毎日、少しずつ、直したり磨いたりする。」
「……好き、そういうの。
じゃあ、私から。」
かのんは、ゆっくりと口を開いた。
言葉が喉元で一度ほどけ、形を選び直す。
「私、あなたの帰路でいる。
迷ったとき、声で帰してあげる。
どこにいても、呼ばれたら返事する。
それが、白瀬かのんの、生きる約束。」
白瀧は、しばらく黙って、息で頷いた。
目線がやさしく触れてくる気がする。
「僕は、君の道標でいる。
段差を先に降り、風向きを先に読む。
そして、どんな日も、同じ声で君を呼ぶ。
“かのん”と。」
名前を呼ばれるたび、胸の奥の爪痕が温かい。
神紋は光らない。
でも、その温度が答えだ。
「更新、完了。」
「承認。」
二人で、ほんの少し笑った。
⸻
昼、白瀧は講義に出かけた。
新人たちに、呼吸と歩幅の話をする。
“呼吸は視力”、
“歩幅は信頼”、
“優しさは刃を錆びさせない”——
彼の言葉は、昔よりも短い。
でも、昔よりも遠くまで届く。
かのんは家で、布の目印をいくつか縫い付けた。
棚の取っ手、窓の紐、コップの位置。
日々の小さな旗。
それは、彼がいなくても戻れる“帰路”の印。
夕方、扉が開く音。
足音で、本人だとすぐわかる。
「ただいま。」
「おかえり。
早かった、からね。」
「君の声が恋しかった。」
「詩的、すぎ。」
笑って、玄関で手を取る。
指の骨ばった形、握り返す力。
それが「いま」のしるし。
「今日は、猫が三匹。」
「全部、神使?」
「一匹だけ。」
「ずるい。」
二人で笑って、台所に並ぶ。
包丁の音と、風鈴の音が重なる。
夕餉の匂いがひらいて、夜がやわらかく始まる。
⸻
その夜、窓の外で雨が降った。
屋根を打つ音が、一定のリズムで続く。
白瀧が言う。
「明日は、晴れる。
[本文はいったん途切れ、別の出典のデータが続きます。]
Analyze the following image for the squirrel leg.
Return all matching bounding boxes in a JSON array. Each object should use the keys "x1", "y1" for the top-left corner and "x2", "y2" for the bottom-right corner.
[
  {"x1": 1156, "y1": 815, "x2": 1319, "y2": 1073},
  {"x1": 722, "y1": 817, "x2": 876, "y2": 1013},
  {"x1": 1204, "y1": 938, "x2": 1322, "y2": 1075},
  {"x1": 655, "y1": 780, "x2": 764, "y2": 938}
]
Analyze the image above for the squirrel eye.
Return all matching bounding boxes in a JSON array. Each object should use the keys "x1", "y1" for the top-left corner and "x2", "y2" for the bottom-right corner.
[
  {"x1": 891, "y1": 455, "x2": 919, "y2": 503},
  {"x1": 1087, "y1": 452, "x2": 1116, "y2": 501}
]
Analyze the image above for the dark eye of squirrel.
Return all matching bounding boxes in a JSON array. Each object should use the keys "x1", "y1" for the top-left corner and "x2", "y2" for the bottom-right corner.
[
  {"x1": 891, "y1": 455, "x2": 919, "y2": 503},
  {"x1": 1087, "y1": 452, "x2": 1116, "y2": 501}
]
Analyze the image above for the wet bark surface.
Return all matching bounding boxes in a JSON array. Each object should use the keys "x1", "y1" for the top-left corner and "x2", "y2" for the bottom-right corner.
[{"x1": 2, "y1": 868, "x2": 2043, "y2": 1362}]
」
「どうして?」
「雨の匂いが軽い。
雲の底が薄い。」
「やっぱり、天気の人。」
「君は、光の人。」
「ぼんやりの光、だからね。」
「それがいい。」
静かな雨音。
やがて遠くで、雷が小さく笑った。
白瀧は、かのんの手を軽く握る。
同じ速さで、息をする。
「かのん。」
「なに?」
「愛してる。」
「うん。
ちゃんと、聞こえてる。
ずっと、聞こえる、からね。」
目は閉じたまま。
でも、世界は暗くない。
声と匂いと手触りで、名前はいつも見えている。
白虎は、本来“帰路”の神。
だから二人は、何度だって帰ってくる。
同じ部屋、同じ呼吸、同じ速さへ。
——白き誓いは、今日も更新された。